Menurut para ulama, premi yang ditanamkan oleh para nasabah ini dapat menumbuhkan rasa tolong menolong saling bantu antar sesama nasabah. Tolong menolong dalam kesusahan seseorang sendiri merupakan salah satu hal yang sangat dianjurkan dalam ajaran agama islam. Oleh karena itulah, para ulama bersepakat bahwa asuransi syariah adalah halal untuk dikerjakan bagi umat islam.

Asas inilah yang membedakan antara asuransi syariah dengan asurqansi secara konvensional. Assuransi konvensional sendiri didalamnya menerapkan asas jual beli seperti halnya perdagangan antara pihak perusahaan dengan pihak nasabah. Jual beli disini adalah jual beli terkait masa depan seseorang yang secara tidak langsung jual beli mengenai spekulasi, judi serta riba.

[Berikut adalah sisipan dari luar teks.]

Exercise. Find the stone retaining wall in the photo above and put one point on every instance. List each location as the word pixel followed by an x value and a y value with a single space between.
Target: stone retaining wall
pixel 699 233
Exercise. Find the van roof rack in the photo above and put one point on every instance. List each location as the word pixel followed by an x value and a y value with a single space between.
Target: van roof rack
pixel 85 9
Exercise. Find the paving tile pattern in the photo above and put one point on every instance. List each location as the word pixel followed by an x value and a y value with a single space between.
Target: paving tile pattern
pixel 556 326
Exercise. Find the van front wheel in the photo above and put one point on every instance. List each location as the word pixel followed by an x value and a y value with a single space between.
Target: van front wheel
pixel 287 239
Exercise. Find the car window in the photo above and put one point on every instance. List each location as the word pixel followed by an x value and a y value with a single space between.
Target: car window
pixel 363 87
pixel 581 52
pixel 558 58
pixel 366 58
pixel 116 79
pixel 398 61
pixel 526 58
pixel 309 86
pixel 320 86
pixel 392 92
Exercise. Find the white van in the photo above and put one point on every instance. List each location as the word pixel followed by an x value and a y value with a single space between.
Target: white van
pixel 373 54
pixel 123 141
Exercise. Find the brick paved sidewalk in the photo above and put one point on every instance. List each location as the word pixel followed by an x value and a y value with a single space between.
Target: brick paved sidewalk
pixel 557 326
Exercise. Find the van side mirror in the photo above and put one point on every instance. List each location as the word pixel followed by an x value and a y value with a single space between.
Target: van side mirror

Asas yang diterapkan oleh perusahaan asurnsi konvensional ini jelas sangatlah dilarang dikerjakan dalam ajaran agama islam. Selain adanya larangan berlandaskan dalil serta fatwa fatwa ulama, investasi asuransi secara konvensional ini juga akan merugikan salah satu pihak. Kerugian yang didapat salah satunya adalah tidak adanya kejelasan mengenai kapan premi nasabah dapat diambil. Karena masa depan seseorang tidak ada yang tahu.

Dengan demikian, Hukum Asuransi Dalam Islam yang menerapkan sistem syariah berdasarkan dengan dalil, hadist, dan juga fatwa fatwa yang telah disepakati oleh para ulama menyatakan bahwa menanamkan investasi dalam bentuk asuransi syariah hukumnya adalah halal untuk dilakukan. Terutama bagi seseorang yang beragama islam.

Konsultasikan kebutuhan anda tentang asuransi syariah dengan agen Allianz yang telah mempunyai setifikat resmi dari AAJI segera.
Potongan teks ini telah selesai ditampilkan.